Physicochemical characterization of the evolution of metal nanoparticles in biological and environmental media: from synthesis to interaction with living organisms

• Autores: Francesco Barbero
• Directores de la Tesis: Victor Franco Puntes (dir. tes.)
• Lectura: En la Universitat Autònoma de Barcelona ( España ) en 2019
• Idioma: español
• Tribunal Calificador de la Tesis: Silvia Pujals Riatós (presid.), Julia Lorenzo Rivera (secret.), Inhar Imaz (voc.)
• Programa de doctorado: Programa de Doctorado en Ciencia de Materiales por la Universidad Autónoma de Barcelona
• Materias:
  • Física
    • Química física
• Enlaces
  • Tesis en acceso abierto en: TESEO
• Resumen

  • The increasing production of engineered Nanoparticles (NPs) will inevitably lead to an increase of human and environmental exposition to these materials. Consequently reasonable concerns have arisen regarding their potential safety risks, giving rise to the nanotoxicology/nanosafety discipline.

    Because of the high reactivity, NPs exposed to different biological and environmental scenarios, tend to reach a more stable thermodynamic state via aggregation, interaction with the molecules present in the environment, adsorption to macro-organic matter, chemical transformations and dissolution. All these transformations can generate a new identity of the nano-objects or produce new chemical entities, thereby changing their behaviour and consequently their potential associated risk. Thus, the same NPs can have a totally different fate and consequently a totally different impact on living organisms and the environment depending on the microenvironment (e.g., the exposure medium) in which they are. Furthermore, the pristine features of nano-material highly influence their biological and environmental fate. From this perspective, it becomes fundamental to understand the characteristics of the final object that will encounter living organisms and analyze its properties, in order to correlate the pristine and final NP features with the potential effects on living organisms.

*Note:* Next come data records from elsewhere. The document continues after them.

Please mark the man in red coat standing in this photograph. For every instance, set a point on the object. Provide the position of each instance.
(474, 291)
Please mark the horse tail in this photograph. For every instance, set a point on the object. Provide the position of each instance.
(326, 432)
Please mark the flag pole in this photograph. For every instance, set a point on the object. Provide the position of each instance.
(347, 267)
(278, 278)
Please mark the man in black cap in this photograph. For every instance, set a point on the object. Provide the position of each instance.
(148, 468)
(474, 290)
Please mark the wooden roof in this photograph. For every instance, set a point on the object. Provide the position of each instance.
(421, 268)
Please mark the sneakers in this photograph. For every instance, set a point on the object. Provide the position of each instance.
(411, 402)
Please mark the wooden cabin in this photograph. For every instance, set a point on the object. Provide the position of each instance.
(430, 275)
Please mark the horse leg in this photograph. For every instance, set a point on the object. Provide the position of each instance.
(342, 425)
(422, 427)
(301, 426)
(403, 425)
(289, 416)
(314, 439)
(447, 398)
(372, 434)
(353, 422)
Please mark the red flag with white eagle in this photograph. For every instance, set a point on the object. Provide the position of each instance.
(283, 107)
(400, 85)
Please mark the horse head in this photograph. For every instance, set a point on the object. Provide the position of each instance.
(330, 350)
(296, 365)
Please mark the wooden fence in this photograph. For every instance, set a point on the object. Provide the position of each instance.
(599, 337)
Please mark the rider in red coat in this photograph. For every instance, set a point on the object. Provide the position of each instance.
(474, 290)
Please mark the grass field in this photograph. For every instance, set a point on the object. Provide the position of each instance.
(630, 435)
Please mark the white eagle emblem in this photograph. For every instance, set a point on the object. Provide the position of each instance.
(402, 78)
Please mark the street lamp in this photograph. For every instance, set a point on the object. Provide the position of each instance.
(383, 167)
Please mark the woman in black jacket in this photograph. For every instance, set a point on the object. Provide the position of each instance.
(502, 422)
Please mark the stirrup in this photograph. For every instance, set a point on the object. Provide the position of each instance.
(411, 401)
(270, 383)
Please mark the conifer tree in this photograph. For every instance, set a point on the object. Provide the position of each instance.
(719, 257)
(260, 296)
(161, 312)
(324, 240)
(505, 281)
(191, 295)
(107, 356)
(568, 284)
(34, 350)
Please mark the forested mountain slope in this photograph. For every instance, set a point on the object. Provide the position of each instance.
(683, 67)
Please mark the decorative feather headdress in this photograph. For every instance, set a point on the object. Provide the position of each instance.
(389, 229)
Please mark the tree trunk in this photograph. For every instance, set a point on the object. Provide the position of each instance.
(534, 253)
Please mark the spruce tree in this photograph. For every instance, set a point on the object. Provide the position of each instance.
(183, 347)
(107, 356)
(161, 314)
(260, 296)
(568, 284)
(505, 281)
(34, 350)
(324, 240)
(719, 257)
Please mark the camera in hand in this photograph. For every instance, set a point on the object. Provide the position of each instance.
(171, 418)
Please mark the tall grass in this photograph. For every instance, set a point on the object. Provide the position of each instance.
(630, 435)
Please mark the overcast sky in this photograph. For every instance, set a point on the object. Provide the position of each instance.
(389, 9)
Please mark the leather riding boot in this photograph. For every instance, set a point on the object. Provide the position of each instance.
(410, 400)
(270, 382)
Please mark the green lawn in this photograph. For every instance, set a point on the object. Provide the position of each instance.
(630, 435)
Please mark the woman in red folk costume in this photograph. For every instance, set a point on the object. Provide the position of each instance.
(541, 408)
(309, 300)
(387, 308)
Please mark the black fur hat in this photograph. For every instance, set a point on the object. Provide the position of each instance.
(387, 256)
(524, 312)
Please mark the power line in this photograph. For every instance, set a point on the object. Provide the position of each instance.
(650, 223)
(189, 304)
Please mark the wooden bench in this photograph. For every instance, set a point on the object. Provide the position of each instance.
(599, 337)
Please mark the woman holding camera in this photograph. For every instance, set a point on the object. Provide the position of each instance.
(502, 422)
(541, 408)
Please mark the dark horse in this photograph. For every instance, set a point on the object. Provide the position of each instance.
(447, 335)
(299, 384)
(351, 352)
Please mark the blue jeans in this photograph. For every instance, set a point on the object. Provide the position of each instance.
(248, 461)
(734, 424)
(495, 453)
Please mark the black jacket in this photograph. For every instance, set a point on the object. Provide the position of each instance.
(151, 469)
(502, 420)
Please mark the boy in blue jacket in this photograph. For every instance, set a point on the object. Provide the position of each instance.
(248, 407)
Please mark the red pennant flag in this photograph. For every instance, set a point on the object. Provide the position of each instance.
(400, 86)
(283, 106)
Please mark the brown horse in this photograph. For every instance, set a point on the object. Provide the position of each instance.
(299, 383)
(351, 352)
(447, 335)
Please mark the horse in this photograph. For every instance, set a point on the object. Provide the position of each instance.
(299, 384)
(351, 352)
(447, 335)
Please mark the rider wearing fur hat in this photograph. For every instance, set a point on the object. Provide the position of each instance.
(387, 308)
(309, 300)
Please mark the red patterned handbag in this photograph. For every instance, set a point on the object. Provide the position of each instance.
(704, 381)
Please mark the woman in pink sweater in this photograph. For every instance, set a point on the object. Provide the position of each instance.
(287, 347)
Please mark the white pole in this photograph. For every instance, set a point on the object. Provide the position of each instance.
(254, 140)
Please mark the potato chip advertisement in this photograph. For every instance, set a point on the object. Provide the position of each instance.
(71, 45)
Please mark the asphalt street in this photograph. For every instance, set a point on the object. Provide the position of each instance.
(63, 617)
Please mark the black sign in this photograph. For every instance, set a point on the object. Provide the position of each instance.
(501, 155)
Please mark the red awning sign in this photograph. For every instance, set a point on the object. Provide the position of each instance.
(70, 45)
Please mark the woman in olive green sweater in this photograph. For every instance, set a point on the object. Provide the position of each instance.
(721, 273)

    In this context, the focus of this thesis has been on the physicochemical transformation of model NPs exposed to biological and environmental media. For these studies, Au and Ag NPs were chosen as they are widely used NP models and because of their numerous applications. Firstly, the study focused on the influence of the cell culture media composition on the protein corona (PC) formation process, final composition and NPs aggregation state and the consequent effects on NP cell uptake. A physicochemical characterization of the nature of the CTAB - Au NP bilayer was also carried out to study the impact of this widely used NP surface coating on the particle's exposition to biological fluids, on the formation of the protein corona and on the design and interpretation of NP toxicity tests. Finally, the NP evolution in natural fresh water was explored by carrying out a study of the interaction nature of NPs and natural organic matter and the deriving NP features.